Lambchop Shares “Police Dog Blues,” Announces New Album

Kurt Wagner has announced a new Lambchop record called The Bible (Merge Records), out September 30, 2022. Pre-order the album on CD or 2-LP with etching (available on both limited-edition yellow & black marble Peak Vinyl or standard black) in the Merge store and participating independent record stores. In addition, Grimey’s in Nashville and Electric Fetus in Minneapolis will have an exclusive vinyl pressing on “smog” (gray & white marble).

The Bible’s first single, the six-minute bible-thumping funk exploration “Police Dog Blues,” arrives today with a music video generated on the Unreal 3D graphics engine and directed by Isaac Gale. 

Isaac Gale on the video:

White privilege and apathy in the face of disastrous reality.
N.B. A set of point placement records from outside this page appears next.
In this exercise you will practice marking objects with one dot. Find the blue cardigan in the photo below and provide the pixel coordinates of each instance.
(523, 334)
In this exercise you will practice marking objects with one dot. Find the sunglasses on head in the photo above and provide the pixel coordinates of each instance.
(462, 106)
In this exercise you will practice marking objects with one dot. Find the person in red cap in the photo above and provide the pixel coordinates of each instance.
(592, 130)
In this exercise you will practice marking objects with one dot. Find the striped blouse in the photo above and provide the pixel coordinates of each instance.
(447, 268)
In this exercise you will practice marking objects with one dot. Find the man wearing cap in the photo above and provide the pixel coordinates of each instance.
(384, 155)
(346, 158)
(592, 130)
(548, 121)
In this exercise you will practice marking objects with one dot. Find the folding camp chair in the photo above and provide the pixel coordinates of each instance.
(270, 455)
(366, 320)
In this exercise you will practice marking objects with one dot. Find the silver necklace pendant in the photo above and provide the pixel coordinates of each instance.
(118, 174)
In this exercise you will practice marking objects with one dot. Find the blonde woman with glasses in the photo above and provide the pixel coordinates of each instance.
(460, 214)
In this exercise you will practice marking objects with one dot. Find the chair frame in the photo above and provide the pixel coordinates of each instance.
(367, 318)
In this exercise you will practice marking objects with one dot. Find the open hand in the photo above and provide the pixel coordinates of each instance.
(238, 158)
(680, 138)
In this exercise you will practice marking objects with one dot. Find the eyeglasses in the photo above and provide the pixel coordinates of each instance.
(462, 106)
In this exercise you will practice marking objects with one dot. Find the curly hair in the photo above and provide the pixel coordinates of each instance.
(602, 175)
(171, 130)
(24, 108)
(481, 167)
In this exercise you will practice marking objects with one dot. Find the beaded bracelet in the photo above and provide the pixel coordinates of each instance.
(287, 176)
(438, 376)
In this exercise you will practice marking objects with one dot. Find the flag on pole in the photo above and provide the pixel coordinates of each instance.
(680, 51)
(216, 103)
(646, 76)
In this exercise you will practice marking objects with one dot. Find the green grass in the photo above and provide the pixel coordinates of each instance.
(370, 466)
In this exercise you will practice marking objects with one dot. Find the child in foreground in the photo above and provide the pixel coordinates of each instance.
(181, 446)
I don’t think it’s stretching it to compare the police in Minneapolis—where myself and the producers of the record, Ryan Olson and Andrew Broder, all live—to a human-made catastrophic disaster. 

We took the police dog from the song title literally and imagined a city, post-cop-apocalypse, overrun by German Shepherds just kinda doing their thing. The process of directing this video for me was similar to watching a friend playing video games and chiming in with ideas that might help get them where they need to go. We needed to produce this in virtual reality as opposed to live-action to achieve the most grotesque imagery possible from these ideas. Using 3D models and software made it possible to visualize the cold, horrible, detached-from-reality feeling that we wanted from the empty city and suburbs. Joe Midthun used Unreal Engine and Visions of Chaos to set up events like dogs just hanging around or a tidal wave of police flowing into a suburb, and we’d hope for happy accidents from the AI. 

Kurt Wagner on the song:

During the unrest surrounding the horrific injustice in Minneapolis in 2020, I had been re-listening to a song by Blind Blake, “Police Dog Blues.” Of note, it was originally recorded in 1929, the year my father was born, and it seems John Peel played it on his show on Sept. 11, 1968. It was deceptively upbeat musically and not what I remembered at all. Then I remembered a police dog is a Shepherd.